Я живу вспышками сознания. Один, не весьма грамотный поэт в каком-то провинциальном сборнике, недавно мною прочитанном, написал:
Ваш тюремный врач, который написал на моем свидетельстве morphinismus et neurastenia знает, что у меня отрад, максимум — одна. Впрочем, мне трудно говорить. Разрешите дать мне письменное показание и на это время разрешите пользоваться мне моим средством.
Тов. Болтов:
У нас гражданин считаются недопустимыми письменные ответы, но ваше дело ясно и нам требуются только объяснения очень «интересных» ваших поступков. Допустить вам ваше лекарство я не могу, но пришлю врача. —Мне было не так легко, товарищи, простому, неграмотному матросу, разобраться в этом деле. Положение города, когда я вступил председателем чрезвычайной комиссии было такое, что надо было просто расстрелять всех участников Калабуховского восстания. Это было очень легко сделать, товарищи. Но мне показалось необходимым посильно разобраться в деле, тем более, что сам главный участник восстания и его предводитель, уйдя из ресторана, где он кутил целую ночь с проститутками и своими соратниками, застрелился где-то под забором. Это давало возможность не опасаться никаких вспышек.
Обстоятельства дела показали мне, товарищи, что и Калабухов был только орудием в чьих-то руках.
На что опирался Калабухов? Выразителем чьих стремлений он являлся?
Он, товарищи, вел за собою, как, может быть, и вся его партия, ту часть разнузданной солдатчины и матросни, — остатков войны, — которые видят в войне легкую наживу. Мы, к сожалению, не можем допросить в Трибунале, перед всем этим тысячным собранием товарищей красноармейцев бывшего штабс-капитана Северова, второго, скрытого, но более ехидного главаря налетевшей на наш город банды. Он сидит в сумасшедшем доме и дни его сочтены. Но мне хочется показать яркую картину его душевных переживаний и вот, товарищи, разрешите мне прочитать одно из его писем ко мне… (Читает.)
«…Я не верил в успех нашего сумасшедшего предприятия, я даже не знал, что мы предполагаем делать.
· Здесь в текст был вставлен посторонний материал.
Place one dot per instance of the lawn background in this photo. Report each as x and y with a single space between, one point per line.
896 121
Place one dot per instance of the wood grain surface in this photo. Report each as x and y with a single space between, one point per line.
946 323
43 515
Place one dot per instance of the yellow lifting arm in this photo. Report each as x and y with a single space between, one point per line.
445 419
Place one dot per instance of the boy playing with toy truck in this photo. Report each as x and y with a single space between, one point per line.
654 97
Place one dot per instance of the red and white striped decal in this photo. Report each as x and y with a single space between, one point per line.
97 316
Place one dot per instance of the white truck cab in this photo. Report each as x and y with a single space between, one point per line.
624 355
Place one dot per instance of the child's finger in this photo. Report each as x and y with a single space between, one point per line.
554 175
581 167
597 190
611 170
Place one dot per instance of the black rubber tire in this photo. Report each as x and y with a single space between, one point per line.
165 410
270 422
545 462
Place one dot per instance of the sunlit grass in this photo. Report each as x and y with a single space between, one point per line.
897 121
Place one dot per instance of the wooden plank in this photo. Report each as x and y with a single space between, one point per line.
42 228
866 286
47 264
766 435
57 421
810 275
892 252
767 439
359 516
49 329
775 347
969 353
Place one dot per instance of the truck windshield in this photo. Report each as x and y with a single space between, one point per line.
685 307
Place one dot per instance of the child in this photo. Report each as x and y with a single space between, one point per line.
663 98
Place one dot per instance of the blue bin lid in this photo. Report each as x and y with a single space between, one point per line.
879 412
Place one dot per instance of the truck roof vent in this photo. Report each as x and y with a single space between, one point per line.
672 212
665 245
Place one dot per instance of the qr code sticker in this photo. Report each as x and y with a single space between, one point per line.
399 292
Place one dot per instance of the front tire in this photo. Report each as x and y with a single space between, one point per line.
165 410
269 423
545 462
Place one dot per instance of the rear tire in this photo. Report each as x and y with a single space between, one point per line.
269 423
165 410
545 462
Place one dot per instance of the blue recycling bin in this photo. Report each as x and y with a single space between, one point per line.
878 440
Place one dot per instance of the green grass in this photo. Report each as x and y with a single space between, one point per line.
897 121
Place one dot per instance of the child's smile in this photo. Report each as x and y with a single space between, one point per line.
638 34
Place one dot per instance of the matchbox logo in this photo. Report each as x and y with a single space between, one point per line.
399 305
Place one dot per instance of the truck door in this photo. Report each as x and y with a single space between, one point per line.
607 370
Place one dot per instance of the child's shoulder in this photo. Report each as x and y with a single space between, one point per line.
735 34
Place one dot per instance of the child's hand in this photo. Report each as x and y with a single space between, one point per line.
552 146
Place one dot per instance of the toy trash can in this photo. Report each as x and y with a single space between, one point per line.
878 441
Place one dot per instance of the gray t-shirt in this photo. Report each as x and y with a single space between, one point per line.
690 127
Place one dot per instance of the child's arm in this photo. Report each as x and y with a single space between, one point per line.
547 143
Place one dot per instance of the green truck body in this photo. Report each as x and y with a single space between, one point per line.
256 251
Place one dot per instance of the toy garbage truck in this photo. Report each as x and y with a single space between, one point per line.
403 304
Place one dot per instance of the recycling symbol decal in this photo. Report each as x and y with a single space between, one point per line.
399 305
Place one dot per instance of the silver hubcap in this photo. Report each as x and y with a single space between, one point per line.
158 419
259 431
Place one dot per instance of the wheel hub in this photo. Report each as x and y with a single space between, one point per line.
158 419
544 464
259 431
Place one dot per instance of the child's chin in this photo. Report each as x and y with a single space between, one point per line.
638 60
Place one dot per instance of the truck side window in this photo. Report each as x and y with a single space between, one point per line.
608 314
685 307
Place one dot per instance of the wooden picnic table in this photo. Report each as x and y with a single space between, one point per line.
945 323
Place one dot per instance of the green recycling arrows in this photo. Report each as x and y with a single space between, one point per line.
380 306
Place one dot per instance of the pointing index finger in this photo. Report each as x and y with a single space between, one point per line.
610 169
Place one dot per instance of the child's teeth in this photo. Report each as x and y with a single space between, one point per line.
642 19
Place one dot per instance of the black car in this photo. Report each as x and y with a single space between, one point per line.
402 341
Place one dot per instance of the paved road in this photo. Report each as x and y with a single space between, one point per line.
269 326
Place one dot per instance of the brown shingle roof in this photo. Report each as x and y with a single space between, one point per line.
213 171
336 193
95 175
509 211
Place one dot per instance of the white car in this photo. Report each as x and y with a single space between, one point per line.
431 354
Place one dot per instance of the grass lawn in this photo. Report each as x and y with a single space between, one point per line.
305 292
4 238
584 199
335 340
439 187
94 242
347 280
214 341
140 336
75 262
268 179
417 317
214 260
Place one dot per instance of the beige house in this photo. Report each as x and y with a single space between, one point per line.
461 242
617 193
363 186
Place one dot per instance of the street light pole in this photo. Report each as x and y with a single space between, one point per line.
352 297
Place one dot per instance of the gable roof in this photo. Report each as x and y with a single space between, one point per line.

Остаться с нашей армией посреди большевиков и чехо-словаков ни туда, ни сюда, — это значит быть смятым; пробиваться на Туркестан и в Персию, — бесцельно, во-первых, во-вторых, означало хотя бы временный блок с контр-революционным уральским казачеством, что было совершенно неприемлемо прежде всего для Калабухова. Перейти на сторону белых не хотел и я. У меня для этого не хватало пафоса. Говорить безграмотную чепуху с убеждением и убедительностью, — слуга покорный. Я не генерал, я всего только штабс-капитан, т.-е. имею право на присвоенный обер-офицерам здравый смысл. У меня его хватило как раз в той степени, чтобы показать всю несостоятельность обычных предположений о целях нашего восстания. Меньше же всего поймут в нем те, против которых оно направлено. Мне не хочется писать о вас резкостей…»
Вот, товарищи, какие мог дать объяснения своим поступкам этот человек. Такие же мудреные слова он придумывает и для других. (Читает.)
«…Несчастный Калабухов. В мирное время он стал бы хорошим преподавателем русского языка и литературы в гимназии. Для этого у него были и знания, и вкус, и мягкость, и прирожденный такт. Но этот человек был три раза ранен в минувшую войну, а то обстоятельство, что в 12-м году он был в гимназическом эс-эровском кружке, заставило его сосредоточить огромную неразумную волю на продолжении своей политической карьеры. По милости вашей, гражданин Болтов, я, вероятно, не буду рассказывать своим внукам о том, как в памятную мне ночь уходил в темноту этот сгусток воли, я как я, услышав вдалеке выстрел, на тридцать третьем году своей жизни понял, что такое грех. Живи, сознавая и не действуй. Это, впрочем, учение греческой трагедии, истинный герой которой — неподвижность, о чем вам едва ли известно. Неподвижен и я. И вы будете переставлять мои ноги, когда поведете меня на расстрел.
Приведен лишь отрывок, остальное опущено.